Enquanto a medicina celebra o avanço, o campo do direito e da ética ganha um novo contorno no continente europeu. O parlamento francês validou o texto que legaliza a eutanásia sob circunstâncias estritas. A medida abrange exclusivamente adultos acometidos por enfermidades incuráveis, que estejam sob sofrimento insuportável e demonstrem plena capacidade de manifestar sua vontade de forma livre e consciente. O projeto, porém, ainda depende do crivo do Conselho Constitucional Francês. A análise da corte decidirá se o texto permanece integral ou se precisará de ajustes, um veredito aguardado sob forte pressão de grupos religiosos, entidades civis e associações médicas.
A instabilidade ganha contornos dramáticos na República Democrática do Congo. Um hospital, que servia como base de combate ao ebola, foi alvo de uma invasão violenta. Revoltada com o óbito de uma gestante que buscava atendimento, uma multidão forçou a fuga de pacientes e equipes de saúde. O episódio reflete o cenário de crise: o país lida atualmente com seu 17º surto da doença, registrando quase 800 óbitos e mais de 2 mil casos desde o início de maio. Para as autoridades, o ataque é um sintoma claro da profunda desconfiança da população e da insegurança que trava os esforços de controle sanitário na região.
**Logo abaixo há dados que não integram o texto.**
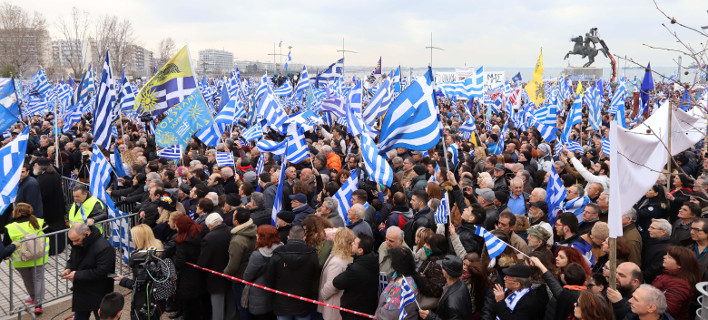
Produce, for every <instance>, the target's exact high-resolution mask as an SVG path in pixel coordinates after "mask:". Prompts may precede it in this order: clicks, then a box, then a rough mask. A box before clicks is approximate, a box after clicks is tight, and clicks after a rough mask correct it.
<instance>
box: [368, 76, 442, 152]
mask: <svg viewBox="0 0 708 320" xmlns="http://www.w3.org/2000/svg"><path fill="white" fill-rule="evenodd" d="M433 85H434V83H433V72H432V70H431V69H430V68H428V72H426V73H425V76H423V77H419V78H418V79H417V80H416V81H415V82H414V83H412V84H411V85H410V86H409V87H408V88H406V90H404V91H403V92H402V93H401V94H400V95H399V96H398V97H397V98H396V100H394V101H393V103H392V104H391V108H390V109H389V112H387V113H386V115H385V116H384V119H383V121H382V122H381V135H380V138H379V144H378V147H379V154H381V155H384V154H387V153H388V152H389V151H391V150H393V149H395V148H398V147H402V148H406V149H409V150H418V151H423V150H429V149H432V148H433V147H435V145H437V144H438V142H439V141H440V113H439V111H438V108H437V106H436V105H435V99H434V97H433Z"/></svg>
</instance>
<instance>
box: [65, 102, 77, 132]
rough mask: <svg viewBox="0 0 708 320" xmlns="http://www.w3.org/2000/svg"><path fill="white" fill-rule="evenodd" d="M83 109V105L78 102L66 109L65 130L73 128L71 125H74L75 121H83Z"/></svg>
mask: <svg viewBox="0 0 708 320" xmlns="http://www.w3.org/2000/svg"><path fill="white" fill-rule="evenodd" d="M81 109H82V108H81V105H79V104H76V105H74V106H71V107H69V108H68V109H67V110H66V113H65V114H64V127H63V128H62V131H63V132H68V131H69V130H71V126H73V125H74V123H77V122H79V121H81V114H82V113H81Z"/></svg>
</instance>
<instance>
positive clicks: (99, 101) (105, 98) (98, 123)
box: [93, 51, 118, 149]
mask: <svg viewBox="0 0 708 320" xmlns="http://www.w3.org/2000/svg"><path fill="white" fill-rule="evenodd" d="M113 85H114V84H113V75H112V73H111V66H110V62H109V59H108V51H106V59H105V60H104V63H103V73H102V74H101V84H100V85H99V87H98V93H97V97H96V109H95V110H94V112H93V136H94V142H95V143H96V144H98V145H99V146H101V147H103V148H104V149H108V147H109V146H110V145H111V125H112V124H113V120H114V119H115V116H116V115H117V112H116V111H118V109H115V103H116V92H115V89H114V88H113ZM114 109H115V110H114Z"/></svg>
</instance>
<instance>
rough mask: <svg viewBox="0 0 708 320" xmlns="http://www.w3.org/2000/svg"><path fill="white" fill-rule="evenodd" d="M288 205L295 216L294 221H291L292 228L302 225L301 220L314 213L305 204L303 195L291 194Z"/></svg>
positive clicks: (306, 198) (304, 196) (303, 193)
mask: <svg viewBox="0 0 708 320" xmlns="http://www.w3.org/2000/svg"><path fill="white" fill-rule="evenodd" d="M289 198H290V205H291V206H292V208H293V213H294V214H295V219H294V220H293V225H294V226H300V225H302V220H305V218H306V217H307V216H308V215H311V214H313V213H315V209H313V208H312V207H310V205H309V204H307V196H306V195H305V194H304V193H296V194H291V195H290V196H289Z"/></svg>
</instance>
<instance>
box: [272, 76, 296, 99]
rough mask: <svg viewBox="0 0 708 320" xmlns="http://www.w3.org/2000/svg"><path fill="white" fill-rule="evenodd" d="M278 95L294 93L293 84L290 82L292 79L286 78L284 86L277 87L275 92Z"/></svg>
mask: <svg viewBox="0 0 708 320" xmlns="http://www.w3.org/2000/svg"><path fill="white" fill-rule="evenodd" d="M273 93H274V94H275V95H276V96H289V95H290V94H292V93H293V86H292V84H290V80H285V83H283V85H282V86H280V87H278V88H277V89H275V91H274V92H273Z"/></svg>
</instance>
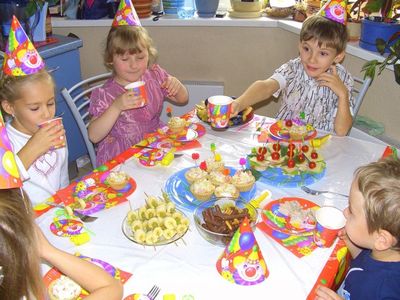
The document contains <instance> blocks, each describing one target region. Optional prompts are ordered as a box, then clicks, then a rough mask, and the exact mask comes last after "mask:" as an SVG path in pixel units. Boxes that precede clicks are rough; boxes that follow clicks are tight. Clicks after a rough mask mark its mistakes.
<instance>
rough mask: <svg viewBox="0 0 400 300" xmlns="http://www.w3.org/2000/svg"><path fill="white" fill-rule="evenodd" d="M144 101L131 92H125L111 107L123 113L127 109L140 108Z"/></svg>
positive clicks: (117, 97) (127, 109) (120, 95)
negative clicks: (122, 112)
mask: <svg viewBox="0 0 400 300" xmlns="http://www.w3.org/2000/svg"><path fill="white" fill-rule="evenodd" d="M143 102H144V99H143V97H142V96H140V95H139V96H138V95H136V94H135V92H133V91H126V92H125V93H123V94H121V95H119V96H118V97H117V98H115V100H114V102H113V105H114V106H115V107H116V108H117V109H118V110H119V111H124V110H128V109H134V108H139V107H141V106H142V104H143Z"/></svg>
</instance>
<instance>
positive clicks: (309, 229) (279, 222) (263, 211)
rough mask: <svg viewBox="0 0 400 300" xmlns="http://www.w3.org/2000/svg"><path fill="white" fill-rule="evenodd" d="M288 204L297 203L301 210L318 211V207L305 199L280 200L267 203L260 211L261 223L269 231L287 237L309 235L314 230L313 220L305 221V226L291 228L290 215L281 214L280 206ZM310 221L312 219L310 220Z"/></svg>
mask: <svg viewBox="0 0 400 300" xmlns="http://www.w3.org/2000/svg"><path fill="white" fill-rule="evenodd" d="M288 202H297V203H298V204H299V205H300V206H301V210H305V211H306V210H308V211H310V210H309V209H311V212H312V211H314V210H316V209H318V208H319V206H318V205H317V204H315V203H314V202H311V201H309V200H307V199H303V198H297V197H287V198H281V199H278V200H274V201H271V202H269V203H268V204H267V205H266V206H265V207H264V208H263V210H262V213H261V217H262V221H263V222H264V223H265V224H266V225H267V226H268V227H270V228H271V229H273V230H275V231H279V232H282V233H285V234H289V235H310V234H312V233H313V231H314V228H315V220H305V222H306V223H305V224H306V225H305V226H297V227H295V226H292V225H291V222H290V215H286V214H284V213H282V212H281V210H280V208H281V205H284V204H287V203H288ZM311 219H312V218H311ZM307 222H308V223H307Z"/></svg>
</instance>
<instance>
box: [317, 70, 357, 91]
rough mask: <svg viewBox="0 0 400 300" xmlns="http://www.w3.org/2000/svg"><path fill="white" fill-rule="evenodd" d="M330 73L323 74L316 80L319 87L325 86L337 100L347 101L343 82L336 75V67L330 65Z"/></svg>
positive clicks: (345, 86)
mask: <svg viewBox="0 0 400 300" xmlns="http://www.w3.org/2000/svg"><path fill="white" fill-rule="evenodd" d="M330 70H331V73H329V72H325V73H322V74H321V75H320V76H318V78H317V80H318V82H319V85H320V86H326V87H328V88H330V89H331V90H332V91H333V92H334V93H335V94H336V95H337V96H338V98H339V99H348V98H349V92H348V90H347V88H346V86H345V85H344V83H343V81H342V80H341V79H340V77H339V76H338V74H337V70H336V66H335V65H332V66H331V67H330Z"/></svg>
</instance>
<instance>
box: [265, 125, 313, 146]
mask: <svg viewBox="0 0 400 300" xmlns="http://www.w3.org/2000/svg"><path fill="white" fill-rule="evenodd" d="M268 130H269V136H270V137H271V138H272V139H273V140H277V141H278V140H279V141H286V142H289V141H291V142H296V143H301V142H303V141H307V140H310V139H313V138H315V137H316V136H317V130H316V129H315V128H314V127H313V126H312V125H310V124H305V123H304V122H303V121H302V120H300V119H293V120H279V121H277V122H275V123H273V124H271V125H270V126H269V128H268Z"/></svg>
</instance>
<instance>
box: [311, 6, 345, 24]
mask: <svg viewBox="0 0 400 300" xmlns="http://www.w3.org/2000/svg"><path fill="white" fill-rule="evenodd" d="M322 3H323V2H321V4H322ZM346 7H347V1H346V0H344V1H343V0H327V1H326V2H325V3H324V4H323V5H322V7H321V9H320V10H319V12H318V13H317V14H319V15H321V16H323V17H325V18H328V19H330V20H332V21H334V22H338V23H341V24H343V25H346V23H347V12H346Z"/></svg>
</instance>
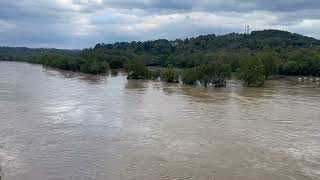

Tragédia também em solo argelino, onde um incêndio devastou um orfanato na periferia da capital. O balanço oficial contabiliza pelo menos 11 mortes, incluindo várias crianças, além de 19 feridos. O desespero da cena, descrita por vizinhos e equipes de resgate, obrigou o uso da força para romper grades que impediam a saída das vítimas. O governo da Argélia reagiu com visitas do primeiro-ministro aos sobreviventes hospitalizados e uma declaração de pesar emitida pelo presidente do país. Até o momento, as causas exatas do fogo permanecem sob investigação oficial.